The weeks before Christmas were always very special in my
early childhood. Aunt Lisa would appear on Saturdays in order to bake what
seemed like industrial quantities of Christmas cookies. Aunt Lisa was a sweet,
tall, grey-haired woman with enormous hands. She had looked after us from when
we were babies (in fact she had been my mother’s midwife and delivered my
sister), and her presence conveyed peace, security and fun. Therefore working
with her in my mother’s kitchen on those Advent Saturdays was something very
special. So were our family evenings around the Advent wreath during which we
sang, read Bible passages and Advent stories, while mom invariably cried: we
rarely were so close to each other than on such occasions, and my mother knew
it.
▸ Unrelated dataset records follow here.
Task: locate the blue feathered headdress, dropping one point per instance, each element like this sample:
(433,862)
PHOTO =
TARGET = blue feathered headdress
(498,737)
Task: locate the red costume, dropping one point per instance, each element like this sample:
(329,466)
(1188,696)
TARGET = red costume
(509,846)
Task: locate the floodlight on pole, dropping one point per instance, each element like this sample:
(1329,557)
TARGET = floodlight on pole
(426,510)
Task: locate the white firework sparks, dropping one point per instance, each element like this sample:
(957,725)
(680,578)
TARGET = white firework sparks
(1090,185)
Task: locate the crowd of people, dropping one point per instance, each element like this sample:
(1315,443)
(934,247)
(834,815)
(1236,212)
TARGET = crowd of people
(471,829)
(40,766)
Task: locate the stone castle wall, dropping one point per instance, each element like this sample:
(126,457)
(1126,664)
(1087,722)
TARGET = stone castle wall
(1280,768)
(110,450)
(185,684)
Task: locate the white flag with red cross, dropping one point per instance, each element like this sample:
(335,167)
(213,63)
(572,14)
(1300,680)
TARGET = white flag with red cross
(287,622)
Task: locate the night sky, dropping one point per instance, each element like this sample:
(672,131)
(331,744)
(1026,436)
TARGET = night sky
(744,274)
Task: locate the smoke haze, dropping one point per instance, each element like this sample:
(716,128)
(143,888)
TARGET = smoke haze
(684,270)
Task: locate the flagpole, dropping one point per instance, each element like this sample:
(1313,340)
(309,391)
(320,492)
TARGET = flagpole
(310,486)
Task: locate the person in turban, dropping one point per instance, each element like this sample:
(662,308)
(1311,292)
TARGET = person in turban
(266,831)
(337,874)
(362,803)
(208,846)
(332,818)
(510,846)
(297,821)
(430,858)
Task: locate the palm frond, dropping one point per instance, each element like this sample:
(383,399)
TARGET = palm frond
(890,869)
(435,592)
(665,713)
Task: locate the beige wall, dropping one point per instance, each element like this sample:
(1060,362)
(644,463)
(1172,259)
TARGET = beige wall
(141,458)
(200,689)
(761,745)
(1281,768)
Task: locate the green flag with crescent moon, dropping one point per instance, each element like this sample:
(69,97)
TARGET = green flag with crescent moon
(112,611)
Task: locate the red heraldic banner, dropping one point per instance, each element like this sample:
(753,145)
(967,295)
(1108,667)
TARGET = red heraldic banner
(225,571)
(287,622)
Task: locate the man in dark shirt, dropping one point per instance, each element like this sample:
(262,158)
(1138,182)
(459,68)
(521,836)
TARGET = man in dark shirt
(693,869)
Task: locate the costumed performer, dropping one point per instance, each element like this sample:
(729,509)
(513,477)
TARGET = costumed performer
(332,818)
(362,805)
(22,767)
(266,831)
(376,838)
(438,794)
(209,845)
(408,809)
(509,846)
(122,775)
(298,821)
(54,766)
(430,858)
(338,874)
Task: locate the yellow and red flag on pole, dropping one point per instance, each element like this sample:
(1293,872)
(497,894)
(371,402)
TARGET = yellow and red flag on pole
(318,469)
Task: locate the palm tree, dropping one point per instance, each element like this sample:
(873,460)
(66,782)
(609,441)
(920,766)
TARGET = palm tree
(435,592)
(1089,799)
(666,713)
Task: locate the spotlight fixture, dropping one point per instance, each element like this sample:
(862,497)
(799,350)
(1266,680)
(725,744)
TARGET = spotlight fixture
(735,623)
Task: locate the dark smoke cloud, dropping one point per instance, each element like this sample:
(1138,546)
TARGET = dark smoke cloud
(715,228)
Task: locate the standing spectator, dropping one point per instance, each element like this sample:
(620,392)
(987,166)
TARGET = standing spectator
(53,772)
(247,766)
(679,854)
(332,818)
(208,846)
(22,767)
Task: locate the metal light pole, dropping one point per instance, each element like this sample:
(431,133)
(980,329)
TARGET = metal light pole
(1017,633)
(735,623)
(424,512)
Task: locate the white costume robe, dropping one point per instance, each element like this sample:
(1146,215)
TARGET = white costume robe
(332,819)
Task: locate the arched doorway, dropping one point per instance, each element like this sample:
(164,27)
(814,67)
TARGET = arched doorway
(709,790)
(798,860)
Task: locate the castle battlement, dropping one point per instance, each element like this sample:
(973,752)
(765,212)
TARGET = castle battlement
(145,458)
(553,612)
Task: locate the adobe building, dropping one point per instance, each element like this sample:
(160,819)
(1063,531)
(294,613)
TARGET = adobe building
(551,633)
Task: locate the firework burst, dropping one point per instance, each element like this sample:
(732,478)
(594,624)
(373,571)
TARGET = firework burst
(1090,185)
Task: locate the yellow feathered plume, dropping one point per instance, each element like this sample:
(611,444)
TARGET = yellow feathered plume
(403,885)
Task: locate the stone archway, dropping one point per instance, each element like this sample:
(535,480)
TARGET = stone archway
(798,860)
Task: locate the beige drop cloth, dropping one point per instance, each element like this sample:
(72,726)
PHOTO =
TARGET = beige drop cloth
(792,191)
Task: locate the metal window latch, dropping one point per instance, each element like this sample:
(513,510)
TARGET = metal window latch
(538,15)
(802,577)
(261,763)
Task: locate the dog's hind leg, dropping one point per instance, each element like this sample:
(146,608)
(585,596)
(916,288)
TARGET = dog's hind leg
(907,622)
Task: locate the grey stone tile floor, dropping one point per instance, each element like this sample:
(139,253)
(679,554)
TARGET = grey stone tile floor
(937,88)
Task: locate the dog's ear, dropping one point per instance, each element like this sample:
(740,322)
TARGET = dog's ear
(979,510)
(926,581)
Many other Advent rituals could be mentioned, but they all contributed to
the feeling that “all will be well and all manner of thing shall we well”. In
other words, I believed in Santa Claus, not only in the sense that he was
bringing the Christmas gifts, but that somehow forces for good were directing
my little life and that of my loved ones.
Disillusion was sure to come, and it did: a casual remark of
my dad gave away that he had indeed bought my mother’s travel bag, not a
white-bearded man on the North Pole. Worse: an uncle committed suicide, my love
for a school sweetheart remained unreciprocated, and Aunt Lisa was diagnosed
with multiple sclerosis and started to wilt away. All this, together with
copious amounts of required existentialist reading in my French school,
produced deep angst and a conviction that life was a struggle and a valley of
tears. Santa was well dead.
It probably took another five or six years before I first
heard the Christian story explained to me in a way that made sense: God was not
a fairy queen or a benevolent, yet distant ruler. He did not wave his magic
wand to make pain and suffering disappear; nor was he a sadist who had set up
this world in a way that made human beings miserable. Suffering and betrayal
were of man’s making, when in his free-will he chose his own way rather than
the ways of the Lord. But God decided to show solidarity with those beings he
created and to send his own son into this world to share our fate. That was the
Christmas story and it suddenly made sense of this seemingly sense-less world.
God became man, and in so doing expressed who he truly was, God with us
(Emmanuel).
It will have been forty years this December that I first
heard this story explained to me, but it has not lost any of its power. As a
result, this year’s news has not phased me: not the fact that a friend’s sister
was raped, or that another aunt has a malignant tumour in her pelvis, or that
Africa continues to be plagued by Ebola, corruption and droughts. None of these
things are as strong as the love of him who made himself a little child: and he
enters all those situations and transforms them, just like Tante Lisa’s
presence transformed my otherwise drab December. So, in a new way, I do believe
in Santa Claus: I hope you can too! Happy Christmas!